Tomorrow morning, I shall bid my seventeen-year-old son farewell as he travels to another city to begin his undergraduate studies. These past weeks, as friends have learnt of his move, many have peered me and asked, ‘How are you doing?’
‘I’m fine,’ I bravely reply. ‘I feel that this is the best opportunity for his future.’
There are moments when nostalgia seizes me and tears threaten, but intellectually, rationally, I believe the time is right for him to leave home and experience the wider world.
It made me reflect on a vastly different farewell that I have been writing about. Remember the Sri Lankan asylum seeker I wrote about previously? Let’s call him Suthan. His father was killed in 1989 and his older brother disappeared in 1995.
In Suthan’s words, this is how it happened: My mother was very sad so she decided to send me away. She knew very well that I wouldn’t join the Tamil Tigers because I am not interested at all; I was a frightened boy. But my mother wanted to keep me safe, so she decided to send me to another country. I didn’t want to go; I really felt like shit. For one month I couldn’t cope.
What, you may ask, compelled Suthan’s mother to surrender her only remaining son, and an exorbitant sum of money, to people smugglers? The only answer, in my mind, is that the alternative was worse.
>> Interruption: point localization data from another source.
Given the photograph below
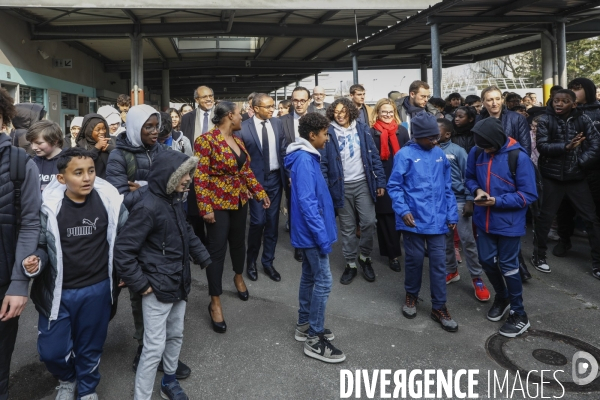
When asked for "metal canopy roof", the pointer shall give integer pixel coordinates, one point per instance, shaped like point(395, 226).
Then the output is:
point(292, 44)
point(476, 30)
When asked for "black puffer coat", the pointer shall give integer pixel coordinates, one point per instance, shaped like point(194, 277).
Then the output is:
point(116, 170)
point(553, 135)
point(154, 246)
point(463, 136)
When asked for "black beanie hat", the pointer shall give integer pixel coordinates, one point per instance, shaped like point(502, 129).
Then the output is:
point(489, 133)
point(588, 86)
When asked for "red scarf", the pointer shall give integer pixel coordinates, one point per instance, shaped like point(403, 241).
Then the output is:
point(388, 134)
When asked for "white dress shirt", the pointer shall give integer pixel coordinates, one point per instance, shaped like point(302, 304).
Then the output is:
point(273, 159)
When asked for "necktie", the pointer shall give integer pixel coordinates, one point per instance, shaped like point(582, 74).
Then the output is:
point(205, 123)
point(266, 154)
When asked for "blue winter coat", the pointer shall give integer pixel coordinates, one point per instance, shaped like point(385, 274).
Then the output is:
point(513, 194)
point(515, 126)
point(421, 184)
point(313, 217)
point(333, 171)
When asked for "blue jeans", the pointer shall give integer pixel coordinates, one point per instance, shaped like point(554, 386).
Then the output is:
point(315, 285)
point(71, 346)
point(414, 249)
point(499, 257)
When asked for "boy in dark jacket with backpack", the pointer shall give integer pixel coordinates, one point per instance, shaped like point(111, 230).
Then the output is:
point(501, 201)
point(153, 259)
point(568, 143)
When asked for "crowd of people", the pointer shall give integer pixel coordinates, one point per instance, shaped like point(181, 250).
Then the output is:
point(130, 195)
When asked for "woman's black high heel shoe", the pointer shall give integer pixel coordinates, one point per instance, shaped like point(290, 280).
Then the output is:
point(242, 295)
point(219, 327)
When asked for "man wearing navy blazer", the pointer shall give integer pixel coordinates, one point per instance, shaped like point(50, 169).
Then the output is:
point(264, 141)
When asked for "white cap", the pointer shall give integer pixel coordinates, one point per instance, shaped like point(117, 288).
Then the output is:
point(77, 121)
point(110, 114)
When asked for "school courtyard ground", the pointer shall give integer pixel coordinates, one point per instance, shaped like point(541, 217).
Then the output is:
point(258, 357)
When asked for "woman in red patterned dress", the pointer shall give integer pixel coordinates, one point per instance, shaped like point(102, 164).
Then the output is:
point(224, 183)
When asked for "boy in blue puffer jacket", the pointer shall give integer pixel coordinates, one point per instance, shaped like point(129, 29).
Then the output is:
point(421, 191)
point(313, 230)
point(501, 202)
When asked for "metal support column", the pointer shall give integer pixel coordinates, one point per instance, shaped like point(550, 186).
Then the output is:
point(436, 61)
point(547, 67)
point(354, 69)
point(166, 96)
point(561, 52)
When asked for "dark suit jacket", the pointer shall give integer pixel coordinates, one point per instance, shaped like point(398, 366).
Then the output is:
point(251, 140)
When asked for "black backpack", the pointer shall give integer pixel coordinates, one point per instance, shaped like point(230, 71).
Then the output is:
point(18, 162)
point(513, 158)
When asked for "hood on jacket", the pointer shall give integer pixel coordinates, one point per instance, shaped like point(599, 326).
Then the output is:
point(167, 169)
point(136, 118)
point(489, 132)
point(110, 114)
point(27, 115)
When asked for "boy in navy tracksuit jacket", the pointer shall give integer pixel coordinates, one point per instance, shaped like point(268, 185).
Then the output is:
point(501, 202)
point(421, 190)
point(313, 230)
point(74, 287)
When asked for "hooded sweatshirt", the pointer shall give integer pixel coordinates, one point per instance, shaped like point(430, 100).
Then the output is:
point(85, 140)
point(313, 217)
point(131, 142)
point(27, 115)
point(155, 245)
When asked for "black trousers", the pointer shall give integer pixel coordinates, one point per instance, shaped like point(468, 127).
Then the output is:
point(229, 227)
point(387, 236)
point(566, 213)
point(8, 337)
point(578, 192)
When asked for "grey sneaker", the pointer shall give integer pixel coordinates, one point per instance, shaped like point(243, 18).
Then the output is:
point(443, 317)
point(319, 347)
point(66, 390)
point(302, 333)
point(409, 309)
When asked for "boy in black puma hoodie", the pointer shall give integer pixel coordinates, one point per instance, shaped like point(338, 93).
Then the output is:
point(152, 256)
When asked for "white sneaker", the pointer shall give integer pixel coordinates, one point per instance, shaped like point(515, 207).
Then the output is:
point(66, 390)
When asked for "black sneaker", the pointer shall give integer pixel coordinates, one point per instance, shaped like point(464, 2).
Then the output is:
point(172, 391)
point(367, 268)
point(348, 275)
point(395, 265)
point(540, 264)
point(136, 359)
point(443, 317)
point(499, 308)
point(560, 250)
point(320, 348)
point(183, 371)
point(515, 325)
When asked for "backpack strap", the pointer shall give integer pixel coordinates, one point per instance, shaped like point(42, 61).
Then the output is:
point(131, 165)
point(18, 162)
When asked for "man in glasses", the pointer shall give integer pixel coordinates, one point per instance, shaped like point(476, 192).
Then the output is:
point(318, 105)
point(420, 187)
point(263, 137)
point(300, 103)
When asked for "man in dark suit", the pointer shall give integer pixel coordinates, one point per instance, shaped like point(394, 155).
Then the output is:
point(194, 124)
point(300, 104)
point(263, 138)
point(318, 105)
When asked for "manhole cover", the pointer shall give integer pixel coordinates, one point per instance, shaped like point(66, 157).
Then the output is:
point(549, 357)
point(543, 350)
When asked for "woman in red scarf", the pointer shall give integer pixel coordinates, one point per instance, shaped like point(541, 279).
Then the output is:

Indeed, in 1995, in Sri Lanka, it was very dangerous to be a young Tamil male – a potential recruit to the Tamil Tigers and a deadly threat to the predominantly Singhalese army. Therefore, Suthan’s mother sent him away even though he was only nineteen and there were no guarantees, no certainties. She was buying hope and the chance, however tenuous, that her son will survive.
I used to see migrants as different to refugees. I am writing a story about them, not about me. But more and more, I see it as a spectrum, with the forced migration of refugees on one end and my voluntary migration on the other.
But the commonality is that we move because we hope for better things. It is only human to act on hope.